This doesn't include the space to store the sets in the keys, as those presumably already exist. If you want to include that space as well in your estimate of the space complexity, then we need at most $\Theta(m)$ space for the map, plus $\Theta(mk)$ space to hold the sets (assuming each set contains $k$ elements), for a total of $\Theta(mk)$ space. I am assuming that each element of $S$ can be stored in a single word ($\Theta(1)$ space), e.g., that $n \le 2^{64}$. If $n$ is huge, so that an element of $S$ cannot be stored in a single word, a better estimate of the total space usage is $\Theta(mk \lg n)$, since it takes $\Theta(\lg n)$ bits to store a single element of $S$, each subset of $k$ elements takes $\Theta(k \lg n)$ bits, and there are $m$ entries in the map, each of which requires $\Theta(k \lg n)$ bits to store it.

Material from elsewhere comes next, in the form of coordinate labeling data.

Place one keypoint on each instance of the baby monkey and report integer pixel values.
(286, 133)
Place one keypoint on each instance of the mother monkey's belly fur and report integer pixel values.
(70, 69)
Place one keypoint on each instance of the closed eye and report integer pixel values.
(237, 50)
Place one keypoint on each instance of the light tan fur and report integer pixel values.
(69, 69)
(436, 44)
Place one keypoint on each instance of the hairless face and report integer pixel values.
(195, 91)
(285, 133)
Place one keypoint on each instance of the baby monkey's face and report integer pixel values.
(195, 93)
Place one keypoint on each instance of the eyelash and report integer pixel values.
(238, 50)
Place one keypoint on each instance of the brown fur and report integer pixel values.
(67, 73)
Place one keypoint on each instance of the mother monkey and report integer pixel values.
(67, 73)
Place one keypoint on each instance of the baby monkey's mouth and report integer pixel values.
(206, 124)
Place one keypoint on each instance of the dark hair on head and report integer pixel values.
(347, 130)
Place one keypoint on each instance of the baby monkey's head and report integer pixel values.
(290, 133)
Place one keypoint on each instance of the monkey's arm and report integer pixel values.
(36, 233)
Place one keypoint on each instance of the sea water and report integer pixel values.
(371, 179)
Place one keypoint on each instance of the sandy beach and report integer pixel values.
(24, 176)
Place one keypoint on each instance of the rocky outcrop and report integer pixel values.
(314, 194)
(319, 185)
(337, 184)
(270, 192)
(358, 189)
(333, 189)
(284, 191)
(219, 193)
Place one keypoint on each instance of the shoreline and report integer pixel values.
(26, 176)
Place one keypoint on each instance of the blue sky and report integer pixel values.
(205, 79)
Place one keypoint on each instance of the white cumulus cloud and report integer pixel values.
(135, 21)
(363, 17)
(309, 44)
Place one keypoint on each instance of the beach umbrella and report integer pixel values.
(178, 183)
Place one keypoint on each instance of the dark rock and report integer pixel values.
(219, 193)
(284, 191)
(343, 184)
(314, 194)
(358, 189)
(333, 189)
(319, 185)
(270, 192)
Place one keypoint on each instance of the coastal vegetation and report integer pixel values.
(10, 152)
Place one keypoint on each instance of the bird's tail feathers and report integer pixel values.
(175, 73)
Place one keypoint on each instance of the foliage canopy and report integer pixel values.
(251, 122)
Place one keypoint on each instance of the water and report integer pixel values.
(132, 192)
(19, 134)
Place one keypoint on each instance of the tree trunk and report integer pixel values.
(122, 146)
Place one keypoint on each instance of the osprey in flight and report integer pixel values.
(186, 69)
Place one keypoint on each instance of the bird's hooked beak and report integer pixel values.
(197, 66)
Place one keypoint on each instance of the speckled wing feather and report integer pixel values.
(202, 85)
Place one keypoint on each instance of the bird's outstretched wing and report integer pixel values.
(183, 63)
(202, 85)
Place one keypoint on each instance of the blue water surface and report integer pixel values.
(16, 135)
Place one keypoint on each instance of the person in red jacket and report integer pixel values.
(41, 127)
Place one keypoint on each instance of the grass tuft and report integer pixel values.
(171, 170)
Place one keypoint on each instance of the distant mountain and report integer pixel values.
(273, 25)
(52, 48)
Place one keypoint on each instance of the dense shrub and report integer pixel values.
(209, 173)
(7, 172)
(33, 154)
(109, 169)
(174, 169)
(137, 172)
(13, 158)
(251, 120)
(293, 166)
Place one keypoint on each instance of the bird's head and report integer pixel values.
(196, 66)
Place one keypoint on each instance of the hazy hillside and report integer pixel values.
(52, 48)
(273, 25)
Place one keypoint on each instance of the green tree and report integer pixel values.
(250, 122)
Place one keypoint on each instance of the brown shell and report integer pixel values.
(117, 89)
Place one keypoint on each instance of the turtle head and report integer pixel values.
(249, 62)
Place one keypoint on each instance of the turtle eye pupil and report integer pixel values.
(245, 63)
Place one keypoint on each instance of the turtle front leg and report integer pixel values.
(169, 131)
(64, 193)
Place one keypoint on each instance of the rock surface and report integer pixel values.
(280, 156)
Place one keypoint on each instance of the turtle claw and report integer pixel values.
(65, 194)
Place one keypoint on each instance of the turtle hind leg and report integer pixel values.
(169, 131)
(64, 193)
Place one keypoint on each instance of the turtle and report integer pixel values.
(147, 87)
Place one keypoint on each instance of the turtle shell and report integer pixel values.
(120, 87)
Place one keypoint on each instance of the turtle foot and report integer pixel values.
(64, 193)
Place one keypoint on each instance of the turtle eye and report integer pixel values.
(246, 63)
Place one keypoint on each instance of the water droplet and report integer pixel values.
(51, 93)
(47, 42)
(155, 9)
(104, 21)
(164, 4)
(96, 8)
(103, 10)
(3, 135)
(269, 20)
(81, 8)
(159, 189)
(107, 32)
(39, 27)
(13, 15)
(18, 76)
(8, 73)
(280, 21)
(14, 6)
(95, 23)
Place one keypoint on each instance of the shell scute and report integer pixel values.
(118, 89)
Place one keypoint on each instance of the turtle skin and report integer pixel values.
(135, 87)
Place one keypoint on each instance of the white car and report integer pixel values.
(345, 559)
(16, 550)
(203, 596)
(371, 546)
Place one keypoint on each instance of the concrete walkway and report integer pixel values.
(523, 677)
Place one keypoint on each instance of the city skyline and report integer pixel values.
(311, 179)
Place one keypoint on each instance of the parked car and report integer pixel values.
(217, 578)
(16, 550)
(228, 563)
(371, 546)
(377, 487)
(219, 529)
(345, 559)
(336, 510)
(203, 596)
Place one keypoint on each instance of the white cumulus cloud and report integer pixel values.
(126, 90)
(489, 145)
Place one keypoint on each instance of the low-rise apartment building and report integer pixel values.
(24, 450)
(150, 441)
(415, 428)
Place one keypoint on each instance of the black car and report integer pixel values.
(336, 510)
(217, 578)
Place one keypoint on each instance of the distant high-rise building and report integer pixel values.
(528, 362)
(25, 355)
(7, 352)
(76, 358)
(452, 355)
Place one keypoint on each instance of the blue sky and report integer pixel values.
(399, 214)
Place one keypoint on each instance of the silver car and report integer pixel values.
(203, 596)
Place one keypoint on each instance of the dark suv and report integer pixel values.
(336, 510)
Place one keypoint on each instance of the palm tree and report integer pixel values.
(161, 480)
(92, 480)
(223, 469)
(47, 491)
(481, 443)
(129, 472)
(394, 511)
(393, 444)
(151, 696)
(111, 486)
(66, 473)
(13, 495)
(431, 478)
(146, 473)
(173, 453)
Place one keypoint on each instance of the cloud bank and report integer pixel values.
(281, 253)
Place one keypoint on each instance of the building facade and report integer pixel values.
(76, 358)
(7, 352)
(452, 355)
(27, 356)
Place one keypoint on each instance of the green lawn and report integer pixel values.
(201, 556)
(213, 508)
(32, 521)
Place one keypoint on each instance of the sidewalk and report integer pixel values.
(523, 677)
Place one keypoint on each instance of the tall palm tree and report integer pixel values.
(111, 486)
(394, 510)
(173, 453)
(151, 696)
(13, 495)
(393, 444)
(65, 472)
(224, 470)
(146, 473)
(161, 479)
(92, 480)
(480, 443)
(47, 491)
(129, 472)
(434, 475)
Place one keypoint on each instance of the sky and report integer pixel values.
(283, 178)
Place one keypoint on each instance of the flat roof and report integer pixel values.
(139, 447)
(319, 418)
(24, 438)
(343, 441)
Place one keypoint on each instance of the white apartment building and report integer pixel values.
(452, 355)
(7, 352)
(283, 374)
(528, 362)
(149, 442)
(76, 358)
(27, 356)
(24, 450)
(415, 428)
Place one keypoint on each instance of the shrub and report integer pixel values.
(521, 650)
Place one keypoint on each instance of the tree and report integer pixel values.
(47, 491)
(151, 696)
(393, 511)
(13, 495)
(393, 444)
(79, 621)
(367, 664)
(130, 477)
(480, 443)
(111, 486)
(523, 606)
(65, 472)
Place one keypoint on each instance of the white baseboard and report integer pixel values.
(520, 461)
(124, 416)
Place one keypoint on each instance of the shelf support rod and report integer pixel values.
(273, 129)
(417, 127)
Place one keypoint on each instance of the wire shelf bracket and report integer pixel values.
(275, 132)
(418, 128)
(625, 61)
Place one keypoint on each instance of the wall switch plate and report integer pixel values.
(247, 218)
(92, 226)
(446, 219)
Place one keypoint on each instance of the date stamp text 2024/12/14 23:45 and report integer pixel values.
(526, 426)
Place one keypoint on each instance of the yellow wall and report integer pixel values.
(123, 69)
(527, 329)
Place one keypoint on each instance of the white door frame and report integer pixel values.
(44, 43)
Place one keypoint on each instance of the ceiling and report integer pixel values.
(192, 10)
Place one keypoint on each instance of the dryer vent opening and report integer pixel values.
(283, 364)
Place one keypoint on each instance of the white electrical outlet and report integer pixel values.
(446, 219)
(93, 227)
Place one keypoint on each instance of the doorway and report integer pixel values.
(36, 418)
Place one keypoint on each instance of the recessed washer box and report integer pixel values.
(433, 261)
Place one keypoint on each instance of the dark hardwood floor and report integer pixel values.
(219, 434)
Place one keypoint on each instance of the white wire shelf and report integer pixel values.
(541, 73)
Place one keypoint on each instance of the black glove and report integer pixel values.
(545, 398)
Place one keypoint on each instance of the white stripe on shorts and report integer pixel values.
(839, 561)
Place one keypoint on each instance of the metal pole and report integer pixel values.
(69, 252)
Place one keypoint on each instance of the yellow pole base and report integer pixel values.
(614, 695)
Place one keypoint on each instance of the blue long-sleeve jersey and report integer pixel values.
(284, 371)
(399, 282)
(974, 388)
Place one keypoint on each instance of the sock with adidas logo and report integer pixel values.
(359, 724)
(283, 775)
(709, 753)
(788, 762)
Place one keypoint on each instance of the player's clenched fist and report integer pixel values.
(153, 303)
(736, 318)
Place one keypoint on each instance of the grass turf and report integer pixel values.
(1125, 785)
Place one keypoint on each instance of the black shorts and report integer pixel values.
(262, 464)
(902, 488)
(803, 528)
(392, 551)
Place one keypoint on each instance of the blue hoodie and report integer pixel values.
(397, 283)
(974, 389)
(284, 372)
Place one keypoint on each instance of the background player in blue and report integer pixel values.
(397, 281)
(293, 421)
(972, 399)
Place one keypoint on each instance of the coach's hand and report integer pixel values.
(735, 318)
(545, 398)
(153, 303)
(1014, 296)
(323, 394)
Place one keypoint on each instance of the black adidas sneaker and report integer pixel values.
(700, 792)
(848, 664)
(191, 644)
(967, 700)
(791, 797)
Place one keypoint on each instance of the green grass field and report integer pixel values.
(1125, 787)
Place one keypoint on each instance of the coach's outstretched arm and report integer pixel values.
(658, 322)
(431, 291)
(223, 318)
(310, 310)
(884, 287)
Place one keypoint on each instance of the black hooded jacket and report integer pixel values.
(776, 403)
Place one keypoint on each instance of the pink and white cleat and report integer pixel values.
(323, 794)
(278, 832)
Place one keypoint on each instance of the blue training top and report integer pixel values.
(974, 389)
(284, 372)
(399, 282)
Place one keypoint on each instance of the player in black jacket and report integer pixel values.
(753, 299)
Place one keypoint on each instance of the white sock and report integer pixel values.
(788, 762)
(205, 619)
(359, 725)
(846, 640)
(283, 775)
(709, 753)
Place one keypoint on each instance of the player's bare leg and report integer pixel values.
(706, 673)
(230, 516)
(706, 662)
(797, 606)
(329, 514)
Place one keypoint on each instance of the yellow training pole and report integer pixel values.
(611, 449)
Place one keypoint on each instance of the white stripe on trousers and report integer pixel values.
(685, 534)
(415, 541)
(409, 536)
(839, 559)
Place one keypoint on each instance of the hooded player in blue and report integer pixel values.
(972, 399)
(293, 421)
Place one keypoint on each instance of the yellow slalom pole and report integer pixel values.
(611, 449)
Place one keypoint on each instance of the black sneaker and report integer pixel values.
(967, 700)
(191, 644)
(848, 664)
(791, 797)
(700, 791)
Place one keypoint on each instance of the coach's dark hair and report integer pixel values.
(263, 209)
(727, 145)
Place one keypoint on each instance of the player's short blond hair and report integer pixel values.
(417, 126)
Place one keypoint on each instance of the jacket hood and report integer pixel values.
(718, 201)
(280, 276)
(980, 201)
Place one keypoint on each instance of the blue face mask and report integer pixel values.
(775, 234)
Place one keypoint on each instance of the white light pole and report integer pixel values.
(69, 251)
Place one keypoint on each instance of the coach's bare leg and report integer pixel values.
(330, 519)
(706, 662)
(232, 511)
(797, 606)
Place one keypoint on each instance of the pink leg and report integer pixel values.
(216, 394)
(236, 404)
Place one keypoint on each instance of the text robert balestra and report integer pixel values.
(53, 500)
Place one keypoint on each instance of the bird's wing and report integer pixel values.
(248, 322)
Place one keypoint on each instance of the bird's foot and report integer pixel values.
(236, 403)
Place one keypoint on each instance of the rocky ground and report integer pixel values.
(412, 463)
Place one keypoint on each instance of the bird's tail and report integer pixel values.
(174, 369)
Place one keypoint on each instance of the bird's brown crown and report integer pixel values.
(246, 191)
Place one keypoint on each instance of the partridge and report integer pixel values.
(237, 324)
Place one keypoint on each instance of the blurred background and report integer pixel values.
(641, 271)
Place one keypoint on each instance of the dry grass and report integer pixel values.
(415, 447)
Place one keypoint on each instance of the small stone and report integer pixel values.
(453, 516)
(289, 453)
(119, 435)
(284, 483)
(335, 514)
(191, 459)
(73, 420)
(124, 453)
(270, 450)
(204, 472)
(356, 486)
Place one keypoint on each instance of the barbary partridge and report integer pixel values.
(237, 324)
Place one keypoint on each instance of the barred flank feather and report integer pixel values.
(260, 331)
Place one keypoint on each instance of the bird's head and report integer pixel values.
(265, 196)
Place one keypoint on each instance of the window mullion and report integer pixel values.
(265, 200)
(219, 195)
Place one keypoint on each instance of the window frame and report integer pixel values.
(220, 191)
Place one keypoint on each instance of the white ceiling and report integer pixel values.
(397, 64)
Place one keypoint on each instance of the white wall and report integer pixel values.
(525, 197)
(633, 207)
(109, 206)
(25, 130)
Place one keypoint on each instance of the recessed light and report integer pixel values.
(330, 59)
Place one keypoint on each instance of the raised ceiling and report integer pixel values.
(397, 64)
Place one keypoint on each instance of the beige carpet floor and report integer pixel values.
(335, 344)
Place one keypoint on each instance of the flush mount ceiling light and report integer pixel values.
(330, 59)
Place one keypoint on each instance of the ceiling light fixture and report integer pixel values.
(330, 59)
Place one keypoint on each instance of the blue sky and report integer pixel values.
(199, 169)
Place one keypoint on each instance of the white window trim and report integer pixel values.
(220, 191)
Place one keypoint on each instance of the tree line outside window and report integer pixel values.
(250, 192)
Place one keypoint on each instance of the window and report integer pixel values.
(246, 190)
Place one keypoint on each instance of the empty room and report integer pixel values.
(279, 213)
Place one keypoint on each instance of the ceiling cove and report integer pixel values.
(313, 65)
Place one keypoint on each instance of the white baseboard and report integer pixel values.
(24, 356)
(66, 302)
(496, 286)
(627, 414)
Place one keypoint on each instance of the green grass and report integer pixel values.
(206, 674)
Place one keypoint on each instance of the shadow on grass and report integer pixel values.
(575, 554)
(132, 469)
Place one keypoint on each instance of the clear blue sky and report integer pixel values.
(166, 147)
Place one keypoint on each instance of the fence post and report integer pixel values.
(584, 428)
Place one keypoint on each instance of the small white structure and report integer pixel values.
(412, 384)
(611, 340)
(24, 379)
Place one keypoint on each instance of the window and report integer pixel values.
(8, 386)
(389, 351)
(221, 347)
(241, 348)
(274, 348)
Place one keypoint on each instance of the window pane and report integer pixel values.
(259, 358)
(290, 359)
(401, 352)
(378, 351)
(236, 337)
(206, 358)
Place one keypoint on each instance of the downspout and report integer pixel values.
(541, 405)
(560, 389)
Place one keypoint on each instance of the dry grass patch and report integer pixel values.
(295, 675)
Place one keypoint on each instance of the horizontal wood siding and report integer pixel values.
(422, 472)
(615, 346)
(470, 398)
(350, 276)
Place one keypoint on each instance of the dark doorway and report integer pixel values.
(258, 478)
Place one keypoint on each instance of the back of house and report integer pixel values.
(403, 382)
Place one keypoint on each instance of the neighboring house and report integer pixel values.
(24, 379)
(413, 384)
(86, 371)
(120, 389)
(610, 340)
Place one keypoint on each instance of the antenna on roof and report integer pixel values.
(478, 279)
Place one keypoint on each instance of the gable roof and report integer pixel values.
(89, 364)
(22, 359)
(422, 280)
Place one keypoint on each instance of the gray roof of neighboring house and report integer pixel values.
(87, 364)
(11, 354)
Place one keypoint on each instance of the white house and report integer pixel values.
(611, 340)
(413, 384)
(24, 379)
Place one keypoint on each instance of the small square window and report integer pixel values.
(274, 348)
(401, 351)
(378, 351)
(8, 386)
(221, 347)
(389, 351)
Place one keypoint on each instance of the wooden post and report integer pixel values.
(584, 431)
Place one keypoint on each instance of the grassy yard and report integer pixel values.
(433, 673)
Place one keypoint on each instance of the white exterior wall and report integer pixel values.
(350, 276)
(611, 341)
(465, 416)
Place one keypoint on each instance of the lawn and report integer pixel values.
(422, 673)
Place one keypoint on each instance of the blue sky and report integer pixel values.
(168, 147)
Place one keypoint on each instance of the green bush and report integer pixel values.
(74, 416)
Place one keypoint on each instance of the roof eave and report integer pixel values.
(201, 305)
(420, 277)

The number of unique subsets of size $k$, out of a universe of $n$ items, is ${n \choose k}$. Therefore, if you know that the keys are subsets of size $k$, you know that $m \le {n \choose k}$. But you mentioned in the question that the number of entries in the map is less than all possible subsets of size $k$, so this isn't helpful.

Question 2: Yes, a hash table would be an efficient data structure to store these elements. There's a straightforward way to define a hash function on subsets of $S$, so you can use that to build a hash table. A hash table achieves the space complexities listed above.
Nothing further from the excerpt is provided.